Getting Acquainted with XML Lexicons in 3.1

by Ian Small

Categories: Feature; 3.1
Altitude: 1,000 feet

Hmmm... I can see there's some discipline involved in getting from idea to actual written article on a regular basis. It took a little longer to get around to this one than I would have thought, even though I knew what I wanted to write about. I'll see what I can do about get back on the "timely train" for the next.

One of my favorite new features in 3.1 is XML lexicons. At this year's User Conference, one of the attendees arrived halfway through the opening session and thought that we kept saying XML "leprechauns". For the life of him, he couldn't figure out why we had incorporated a team of mischievous male elfs from Ireland in the product. Every time I think about it, it still makes me laugh.

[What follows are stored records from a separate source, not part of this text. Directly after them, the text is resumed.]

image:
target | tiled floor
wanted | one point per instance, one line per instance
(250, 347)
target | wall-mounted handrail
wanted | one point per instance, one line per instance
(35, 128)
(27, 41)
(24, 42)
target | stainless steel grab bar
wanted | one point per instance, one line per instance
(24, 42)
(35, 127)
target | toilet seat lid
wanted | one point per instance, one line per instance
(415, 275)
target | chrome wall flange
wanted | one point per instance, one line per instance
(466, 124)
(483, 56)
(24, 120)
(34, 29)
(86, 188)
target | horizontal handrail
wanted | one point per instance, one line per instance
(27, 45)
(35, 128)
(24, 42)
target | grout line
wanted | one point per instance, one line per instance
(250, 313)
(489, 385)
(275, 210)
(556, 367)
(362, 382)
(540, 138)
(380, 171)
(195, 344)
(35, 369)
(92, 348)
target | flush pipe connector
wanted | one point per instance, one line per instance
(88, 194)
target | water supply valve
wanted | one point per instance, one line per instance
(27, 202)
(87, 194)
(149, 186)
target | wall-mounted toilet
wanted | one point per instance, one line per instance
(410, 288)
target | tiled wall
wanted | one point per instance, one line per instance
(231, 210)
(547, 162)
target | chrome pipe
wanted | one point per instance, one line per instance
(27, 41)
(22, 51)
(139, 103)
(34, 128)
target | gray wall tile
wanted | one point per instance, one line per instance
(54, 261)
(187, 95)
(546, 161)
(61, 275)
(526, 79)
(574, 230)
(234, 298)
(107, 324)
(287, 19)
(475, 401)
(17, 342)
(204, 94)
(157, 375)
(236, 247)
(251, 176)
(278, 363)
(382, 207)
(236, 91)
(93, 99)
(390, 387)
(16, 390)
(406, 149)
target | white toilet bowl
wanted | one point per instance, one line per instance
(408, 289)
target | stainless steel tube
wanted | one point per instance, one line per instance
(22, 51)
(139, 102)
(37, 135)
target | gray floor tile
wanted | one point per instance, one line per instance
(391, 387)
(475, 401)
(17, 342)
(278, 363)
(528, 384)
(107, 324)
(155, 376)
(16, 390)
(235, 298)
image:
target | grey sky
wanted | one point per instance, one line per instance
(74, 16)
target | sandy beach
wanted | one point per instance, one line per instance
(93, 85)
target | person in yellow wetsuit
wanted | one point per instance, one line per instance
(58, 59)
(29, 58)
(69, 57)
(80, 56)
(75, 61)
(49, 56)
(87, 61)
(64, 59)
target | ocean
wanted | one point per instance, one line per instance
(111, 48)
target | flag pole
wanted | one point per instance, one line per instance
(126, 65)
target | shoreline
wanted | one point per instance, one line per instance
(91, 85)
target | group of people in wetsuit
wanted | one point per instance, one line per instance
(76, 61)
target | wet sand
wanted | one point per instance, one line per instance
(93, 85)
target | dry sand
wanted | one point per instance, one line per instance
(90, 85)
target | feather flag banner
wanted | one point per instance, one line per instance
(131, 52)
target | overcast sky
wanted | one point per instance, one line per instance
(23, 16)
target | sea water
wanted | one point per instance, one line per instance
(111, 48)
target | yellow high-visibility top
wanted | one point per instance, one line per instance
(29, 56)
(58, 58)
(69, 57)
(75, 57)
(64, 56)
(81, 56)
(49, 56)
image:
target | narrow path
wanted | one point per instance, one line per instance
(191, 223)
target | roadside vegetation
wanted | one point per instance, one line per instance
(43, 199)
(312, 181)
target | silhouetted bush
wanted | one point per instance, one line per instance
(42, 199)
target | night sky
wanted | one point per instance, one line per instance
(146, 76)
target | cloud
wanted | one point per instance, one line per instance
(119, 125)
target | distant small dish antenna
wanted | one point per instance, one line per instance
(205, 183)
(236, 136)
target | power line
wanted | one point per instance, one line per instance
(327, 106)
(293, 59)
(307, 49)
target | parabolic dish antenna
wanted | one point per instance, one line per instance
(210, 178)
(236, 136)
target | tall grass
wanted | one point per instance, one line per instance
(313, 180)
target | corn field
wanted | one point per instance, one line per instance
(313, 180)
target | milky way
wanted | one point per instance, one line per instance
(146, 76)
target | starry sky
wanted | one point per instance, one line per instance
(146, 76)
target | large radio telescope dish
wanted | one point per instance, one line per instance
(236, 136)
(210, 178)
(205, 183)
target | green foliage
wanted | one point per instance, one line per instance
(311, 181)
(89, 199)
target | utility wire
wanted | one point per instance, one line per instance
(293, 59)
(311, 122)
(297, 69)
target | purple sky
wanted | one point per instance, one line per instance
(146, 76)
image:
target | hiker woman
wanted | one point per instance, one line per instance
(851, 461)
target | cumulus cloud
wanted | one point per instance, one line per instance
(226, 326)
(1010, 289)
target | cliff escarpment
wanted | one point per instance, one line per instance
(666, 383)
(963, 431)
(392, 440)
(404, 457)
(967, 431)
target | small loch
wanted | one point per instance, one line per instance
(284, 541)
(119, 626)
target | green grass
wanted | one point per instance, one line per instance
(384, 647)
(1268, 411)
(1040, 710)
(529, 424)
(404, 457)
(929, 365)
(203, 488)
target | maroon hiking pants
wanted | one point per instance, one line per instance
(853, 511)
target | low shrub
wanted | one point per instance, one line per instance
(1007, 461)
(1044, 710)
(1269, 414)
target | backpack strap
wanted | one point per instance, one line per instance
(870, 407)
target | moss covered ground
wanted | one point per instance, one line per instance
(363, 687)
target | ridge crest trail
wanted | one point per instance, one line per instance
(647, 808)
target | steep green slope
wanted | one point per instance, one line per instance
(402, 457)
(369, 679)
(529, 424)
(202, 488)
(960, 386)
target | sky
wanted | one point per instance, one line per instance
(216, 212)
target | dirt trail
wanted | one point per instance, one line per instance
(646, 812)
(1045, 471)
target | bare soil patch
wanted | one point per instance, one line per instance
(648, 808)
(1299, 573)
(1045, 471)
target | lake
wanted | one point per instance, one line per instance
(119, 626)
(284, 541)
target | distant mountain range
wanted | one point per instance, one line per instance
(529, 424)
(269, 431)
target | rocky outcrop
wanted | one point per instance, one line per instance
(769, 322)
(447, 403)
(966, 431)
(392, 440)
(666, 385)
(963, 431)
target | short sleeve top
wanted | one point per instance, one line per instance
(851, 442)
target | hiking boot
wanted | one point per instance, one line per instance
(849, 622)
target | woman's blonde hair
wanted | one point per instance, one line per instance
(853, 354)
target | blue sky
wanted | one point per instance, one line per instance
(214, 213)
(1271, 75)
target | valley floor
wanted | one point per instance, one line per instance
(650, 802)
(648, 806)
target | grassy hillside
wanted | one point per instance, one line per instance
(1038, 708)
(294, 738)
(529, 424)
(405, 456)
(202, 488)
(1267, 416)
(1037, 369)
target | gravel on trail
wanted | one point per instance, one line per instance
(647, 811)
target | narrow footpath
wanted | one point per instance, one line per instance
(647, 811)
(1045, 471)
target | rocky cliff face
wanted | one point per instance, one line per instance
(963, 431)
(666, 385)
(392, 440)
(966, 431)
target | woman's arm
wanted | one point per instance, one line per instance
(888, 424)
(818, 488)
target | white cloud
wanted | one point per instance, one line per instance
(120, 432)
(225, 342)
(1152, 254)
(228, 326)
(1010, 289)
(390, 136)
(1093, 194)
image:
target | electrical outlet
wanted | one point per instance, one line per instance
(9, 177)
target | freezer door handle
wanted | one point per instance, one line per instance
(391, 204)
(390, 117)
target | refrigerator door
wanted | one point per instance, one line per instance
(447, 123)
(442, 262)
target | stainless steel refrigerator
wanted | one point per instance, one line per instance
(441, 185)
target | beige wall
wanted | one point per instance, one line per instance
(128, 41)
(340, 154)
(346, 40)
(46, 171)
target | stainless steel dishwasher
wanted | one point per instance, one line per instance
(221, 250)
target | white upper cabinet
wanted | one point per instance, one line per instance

I can tell that lexicons are popular with you as well - if only by the volume of technical questions I see moving around our consulting organization. It's easy to understand why: the more time you spend with lexicons, the more you realize that we've put a Swiss army knife right into the middle of the server.

From Query to Analytics

As content applications have grown in complexity, we've seen their functionality spread from content query, through content processing, and now to content analytics. With content query, you already know what you're looking for - you just need a powerful system that enables you to locate and extract the relevant pieces of content and assemble them into the most effective response.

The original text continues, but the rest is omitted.